I always tell people that we’re still just at the tip of the iceberg. This is a very, very big iceberg — we don’t know how big it is — but we know we’re simply at the tip of it. What we need to do is to remove the restrictions and the barriers to access and research so that we can benefit patients even more. The way medicine is practiced today is not the way that it was practiced yesterday: it’s improved. It’s gotten better. And the way that it’s going to be practiced tomorrow is not the way that it’s practiced today: it’s going to get better. The way that we do that is by taking bold, intelligent risks. The thing that I always have in mind is this: how do we find tomorrow’s solutions for today’s patients?

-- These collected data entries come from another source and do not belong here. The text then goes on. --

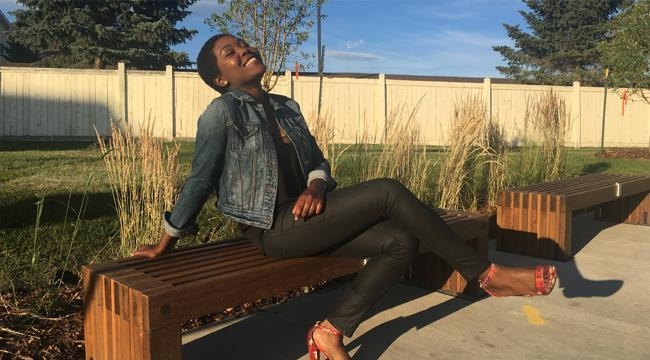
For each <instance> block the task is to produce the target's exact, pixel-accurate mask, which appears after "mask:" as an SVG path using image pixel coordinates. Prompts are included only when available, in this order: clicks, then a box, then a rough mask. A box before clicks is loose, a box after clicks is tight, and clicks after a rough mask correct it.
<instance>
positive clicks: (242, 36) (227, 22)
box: [206, 0, 322, 91]
mask: <svg viewBox="0 0 650 360" xmlns="http://www.w3.org/2000/svg"><path fill="white" fill-rule="evenodd" d="M317 1H322V0H218V2H219V4H222V5H223V4H225V3H228V8H227V9H226V11H225V12H223V13H222V14H218V13H213V14H212V16H211V17H210V18H209V19H207V20H206V23H207V24H208V25H210V27H212V28H213V29H216V30H217V31H219V32H222V33H230V34H233V35H236V36H238V37H240V38H242V39H245V40H246V41H248V42H250V43H251V45H253V46H255V47H257V48H258V49H259V50H260V53H261V54H260V55H261V56H262V60H263V61H264V64H266V68H267V69H266V74H264V78H263V79H262V86H264V88H265V89H266V90H267V91H270V90H271V89H273V87H274V86H275V84H277V82H278V77H277V76H273V75H274V74H276V73H278V72H281V71H284V69H285V65H286V62H287V59H288V57H289V56H290V55H291V54H295V53H296V52H298V50H299V48H300V45H302V44H303V43H304V42H305V41H306V40H307V39H308V37H309V29H310V28H311V27H312V26H313V24H314V21H313V19H312V18H311V15H312V11H313V8H314V6H315V5H316V4H317ZM299 57H301V58H303V59H309V58H310V57H311V56H310V55H309V54H306V53H302V52H301V53H299Z"/></svg>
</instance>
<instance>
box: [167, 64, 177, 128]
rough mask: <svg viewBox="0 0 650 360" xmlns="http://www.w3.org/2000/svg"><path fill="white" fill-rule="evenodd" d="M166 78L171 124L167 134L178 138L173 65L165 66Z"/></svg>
mask: <svg viewBox="0 0 650 360" xmlns="http://www.w3.org/2000/svg"><path fill="white" fill-rule="evenodd" d="M165 80H166V81H165V82H166V83H167V94H168V97H167V102H168V103H169V105H168V107H167V111H166V113H167V116H168V118H167V119H166V123H167V124H169V126H171V128H170V129H169V130H170V131H169V133H167V134H165V135H166V136H170V137H171V138H172V139H174V138H176V104H175V103H174V100H175V94H174V91H175V89H174V68H173V67H172V66H171V65H167V66H165Z"/></svg>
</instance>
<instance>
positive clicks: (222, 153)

We know that there are lots of patients — humans and animals — that stand to benefit from cannabis or other therapeutics.
What can folks who want to voice their support do to help?
We’ve got an amazing opportunity for the public to show they’re behind this because we know that there are a lot of pet owners out there who have seen their pets benefit from cannabis or CBD. They have seen the results and now we want them to be able to have a voice, to be able to talk to their legislators and say, ‘Hey, this really benefits my animals. It really helps their well-being and we should be able to have access to it and more people should have access to it. And I want my veterinarian to be a part of that conversation.’
There’s a letter of support people can quickly fill out and it’ll get sent to the legislators. Throughout the course of this year, we’ll be sending those letters of support to legislators to show them that the people of California want to be able to have access for their pets, and they want to be able to get recommendations from their veterinarian.